Seit mehr als 30 Jahren ist der zentrale Unterschied zwischen FDP und SVP, dass die FDP für den bilateralen Weg ist. Dazu sind die Freisinnigen auch mal bereit, eine Kröte zu schlucken. Die FDP hat mit ihrem Entscheid an der Delegiertenversammlung Ende Oktober also sicher nicht ihre Seele verraten, sondern führt ihre Politik konsequent weiter.

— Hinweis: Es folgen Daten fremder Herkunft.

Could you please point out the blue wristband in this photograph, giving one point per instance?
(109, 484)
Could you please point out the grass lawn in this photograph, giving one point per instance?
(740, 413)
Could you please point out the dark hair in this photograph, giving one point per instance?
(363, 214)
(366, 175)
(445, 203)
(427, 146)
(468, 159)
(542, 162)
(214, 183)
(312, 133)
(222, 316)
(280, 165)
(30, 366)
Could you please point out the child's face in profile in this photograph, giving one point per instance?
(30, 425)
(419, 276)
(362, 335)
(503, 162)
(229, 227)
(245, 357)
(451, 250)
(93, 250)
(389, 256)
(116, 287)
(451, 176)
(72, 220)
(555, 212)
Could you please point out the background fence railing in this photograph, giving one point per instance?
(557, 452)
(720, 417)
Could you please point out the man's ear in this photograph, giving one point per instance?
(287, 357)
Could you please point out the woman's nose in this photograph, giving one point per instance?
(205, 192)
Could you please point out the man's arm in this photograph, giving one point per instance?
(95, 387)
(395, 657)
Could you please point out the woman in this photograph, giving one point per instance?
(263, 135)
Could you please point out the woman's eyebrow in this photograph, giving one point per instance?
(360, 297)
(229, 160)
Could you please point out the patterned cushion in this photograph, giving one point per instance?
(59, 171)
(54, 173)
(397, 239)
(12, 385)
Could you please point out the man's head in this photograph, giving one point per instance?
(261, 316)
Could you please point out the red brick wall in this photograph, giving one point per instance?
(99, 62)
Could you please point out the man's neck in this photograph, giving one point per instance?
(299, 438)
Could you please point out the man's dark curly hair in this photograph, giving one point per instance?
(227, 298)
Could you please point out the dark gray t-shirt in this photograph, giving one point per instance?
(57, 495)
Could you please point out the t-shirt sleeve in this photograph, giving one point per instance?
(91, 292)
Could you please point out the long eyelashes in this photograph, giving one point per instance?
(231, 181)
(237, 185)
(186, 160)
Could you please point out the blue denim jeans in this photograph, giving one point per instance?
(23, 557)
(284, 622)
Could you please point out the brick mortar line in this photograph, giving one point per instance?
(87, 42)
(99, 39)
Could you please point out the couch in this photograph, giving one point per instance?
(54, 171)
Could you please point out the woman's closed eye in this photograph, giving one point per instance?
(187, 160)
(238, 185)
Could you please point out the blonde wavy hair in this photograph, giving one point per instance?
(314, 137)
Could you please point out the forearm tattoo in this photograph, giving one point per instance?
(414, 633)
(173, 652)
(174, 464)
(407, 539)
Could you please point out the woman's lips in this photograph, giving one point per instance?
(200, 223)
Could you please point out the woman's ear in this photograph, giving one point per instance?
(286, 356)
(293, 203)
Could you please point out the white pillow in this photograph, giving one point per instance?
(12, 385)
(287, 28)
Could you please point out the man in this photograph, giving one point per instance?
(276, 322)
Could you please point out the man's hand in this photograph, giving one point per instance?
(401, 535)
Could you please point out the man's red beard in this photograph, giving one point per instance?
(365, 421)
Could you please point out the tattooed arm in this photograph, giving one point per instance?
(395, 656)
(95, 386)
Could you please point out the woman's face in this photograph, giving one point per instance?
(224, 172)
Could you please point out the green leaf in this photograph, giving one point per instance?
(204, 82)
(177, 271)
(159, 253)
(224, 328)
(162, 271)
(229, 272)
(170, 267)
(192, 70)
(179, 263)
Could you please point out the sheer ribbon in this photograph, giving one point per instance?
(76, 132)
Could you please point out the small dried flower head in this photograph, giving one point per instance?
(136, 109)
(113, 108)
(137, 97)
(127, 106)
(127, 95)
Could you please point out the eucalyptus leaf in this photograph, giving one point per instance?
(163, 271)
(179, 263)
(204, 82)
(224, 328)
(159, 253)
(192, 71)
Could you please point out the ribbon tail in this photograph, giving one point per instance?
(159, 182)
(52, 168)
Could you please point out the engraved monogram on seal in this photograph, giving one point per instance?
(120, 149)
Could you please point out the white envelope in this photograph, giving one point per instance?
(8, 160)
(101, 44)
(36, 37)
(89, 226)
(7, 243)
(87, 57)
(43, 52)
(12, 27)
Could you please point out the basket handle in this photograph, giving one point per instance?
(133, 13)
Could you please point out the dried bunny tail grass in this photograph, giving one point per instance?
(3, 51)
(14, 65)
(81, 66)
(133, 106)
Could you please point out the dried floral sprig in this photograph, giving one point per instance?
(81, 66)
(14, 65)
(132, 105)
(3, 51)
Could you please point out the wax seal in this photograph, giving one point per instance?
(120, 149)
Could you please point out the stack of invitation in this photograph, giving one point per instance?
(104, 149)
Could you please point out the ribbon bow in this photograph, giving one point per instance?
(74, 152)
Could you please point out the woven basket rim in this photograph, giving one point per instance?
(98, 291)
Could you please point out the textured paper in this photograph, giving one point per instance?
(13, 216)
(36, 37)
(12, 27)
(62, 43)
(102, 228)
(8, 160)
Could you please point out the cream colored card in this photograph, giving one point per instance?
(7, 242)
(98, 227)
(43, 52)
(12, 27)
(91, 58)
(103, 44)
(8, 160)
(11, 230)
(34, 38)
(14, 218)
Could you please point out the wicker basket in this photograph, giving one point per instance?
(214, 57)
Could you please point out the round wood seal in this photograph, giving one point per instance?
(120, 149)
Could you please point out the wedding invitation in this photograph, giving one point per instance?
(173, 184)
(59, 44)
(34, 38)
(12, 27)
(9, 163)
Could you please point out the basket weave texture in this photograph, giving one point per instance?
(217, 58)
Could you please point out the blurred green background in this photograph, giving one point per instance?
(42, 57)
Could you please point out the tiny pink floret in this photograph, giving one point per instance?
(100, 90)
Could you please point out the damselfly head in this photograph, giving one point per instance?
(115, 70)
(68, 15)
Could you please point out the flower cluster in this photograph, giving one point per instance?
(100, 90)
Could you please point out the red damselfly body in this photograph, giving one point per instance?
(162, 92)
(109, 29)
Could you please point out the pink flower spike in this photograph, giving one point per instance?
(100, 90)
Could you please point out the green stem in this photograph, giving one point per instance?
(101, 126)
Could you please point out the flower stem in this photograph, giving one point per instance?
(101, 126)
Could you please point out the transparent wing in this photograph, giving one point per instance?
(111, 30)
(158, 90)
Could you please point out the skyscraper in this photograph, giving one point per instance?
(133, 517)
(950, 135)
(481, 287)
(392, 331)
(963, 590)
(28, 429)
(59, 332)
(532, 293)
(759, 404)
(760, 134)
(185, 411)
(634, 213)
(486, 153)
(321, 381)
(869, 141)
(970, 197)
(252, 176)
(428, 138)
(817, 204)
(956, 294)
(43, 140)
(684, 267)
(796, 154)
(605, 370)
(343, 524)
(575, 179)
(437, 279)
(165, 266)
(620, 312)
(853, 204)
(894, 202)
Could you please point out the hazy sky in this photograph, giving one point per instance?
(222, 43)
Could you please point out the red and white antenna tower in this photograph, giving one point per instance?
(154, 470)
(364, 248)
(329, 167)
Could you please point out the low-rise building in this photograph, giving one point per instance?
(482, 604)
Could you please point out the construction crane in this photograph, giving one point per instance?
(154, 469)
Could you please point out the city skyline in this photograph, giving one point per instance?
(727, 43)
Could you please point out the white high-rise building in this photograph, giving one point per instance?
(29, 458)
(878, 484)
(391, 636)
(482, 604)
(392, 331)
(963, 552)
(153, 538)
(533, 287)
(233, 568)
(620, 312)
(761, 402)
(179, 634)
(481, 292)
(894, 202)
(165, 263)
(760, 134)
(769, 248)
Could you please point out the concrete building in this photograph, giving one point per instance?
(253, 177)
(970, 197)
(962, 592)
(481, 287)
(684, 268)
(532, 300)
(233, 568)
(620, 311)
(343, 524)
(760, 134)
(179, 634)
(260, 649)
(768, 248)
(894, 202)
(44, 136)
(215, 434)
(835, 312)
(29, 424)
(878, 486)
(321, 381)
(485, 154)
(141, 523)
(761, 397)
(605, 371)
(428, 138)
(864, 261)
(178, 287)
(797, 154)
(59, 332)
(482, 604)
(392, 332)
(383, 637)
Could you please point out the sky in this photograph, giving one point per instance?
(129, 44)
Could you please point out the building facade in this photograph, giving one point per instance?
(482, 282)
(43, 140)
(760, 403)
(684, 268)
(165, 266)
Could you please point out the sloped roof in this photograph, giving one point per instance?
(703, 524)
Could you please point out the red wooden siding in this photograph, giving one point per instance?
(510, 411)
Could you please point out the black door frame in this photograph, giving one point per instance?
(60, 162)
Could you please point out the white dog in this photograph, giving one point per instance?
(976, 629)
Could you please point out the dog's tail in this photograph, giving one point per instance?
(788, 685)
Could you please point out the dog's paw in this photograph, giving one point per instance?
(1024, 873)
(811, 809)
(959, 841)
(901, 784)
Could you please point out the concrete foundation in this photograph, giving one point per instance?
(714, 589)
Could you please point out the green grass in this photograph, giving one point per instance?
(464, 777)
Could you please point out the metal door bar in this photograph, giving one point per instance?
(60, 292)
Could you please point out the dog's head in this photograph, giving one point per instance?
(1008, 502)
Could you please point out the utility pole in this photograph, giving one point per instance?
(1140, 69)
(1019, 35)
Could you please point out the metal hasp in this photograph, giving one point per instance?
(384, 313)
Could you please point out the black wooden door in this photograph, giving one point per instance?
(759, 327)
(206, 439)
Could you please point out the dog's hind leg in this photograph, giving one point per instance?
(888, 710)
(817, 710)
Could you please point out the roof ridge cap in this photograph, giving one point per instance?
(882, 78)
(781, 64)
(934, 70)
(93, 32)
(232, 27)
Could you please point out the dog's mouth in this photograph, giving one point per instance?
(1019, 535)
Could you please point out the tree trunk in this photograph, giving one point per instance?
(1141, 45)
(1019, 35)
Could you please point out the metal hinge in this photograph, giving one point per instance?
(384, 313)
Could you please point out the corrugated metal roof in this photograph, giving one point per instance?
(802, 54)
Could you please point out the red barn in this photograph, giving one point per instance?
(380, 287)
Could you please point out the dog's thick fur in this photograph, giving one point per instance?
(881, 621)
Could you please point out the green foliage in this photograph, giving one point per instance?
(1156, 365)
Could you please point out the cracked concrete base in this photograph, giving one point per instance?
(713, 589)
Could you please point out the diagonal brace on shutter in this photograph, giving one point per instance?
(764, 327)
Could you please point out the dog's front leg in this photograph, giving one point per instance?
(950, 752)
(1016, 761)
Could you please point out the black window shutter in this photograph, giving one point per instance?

Natürlich gibt es Freisinnige, die legitimerweise gegen die neuen EU-Verträge sind. Diese waren nach der Delegiertenversammlung sehr laut, aber eigentlich vor allem schlechte Verlierer. Im Gegensatz zur Abstimmung über den EWR gab es dieses Mal in der FDP einen offenen Meinungsbildungsprozess. Alle kamen zu Wort. Der Entscheid der Delegiertenversammlung war deutlich.
Man könnte die Dinge jetzt zumindest momentan mal ruhen lassen. Bis zu einer Volksabstimmung vergeht noch viel Zeit. Aber nichts machen Freisinnige lieber und leidenschaftlicher als mit anderen Freisinnigen zu streiten!
Und nichts gibt bekanntlich schneller mediale Aufmerksamkeit, als etwas gegen die eigene Partei zu sagen.
Derweil macht es sich die SVP einfach. Sie hat den bilateralen Weg zuerst gefordert, war dann aber nie wirklich dafür und bis vor kurzem auch nie wirklich und mit voller Kraft dagegen. Verantwortung übernehmen ginge sicher anders.
Die SVP gibt es in der heutigen Form wegen der Europafrage. Die Partei kann also gar nicht anders, als gegen die EU-Verträge zu sein. Sonst bräuchte es diese Partei nicht mehr. Deswegen kann ich auch gut glauben, dass die Pressemitteilung geschrieben wurde, bevor man die Verträge kannte.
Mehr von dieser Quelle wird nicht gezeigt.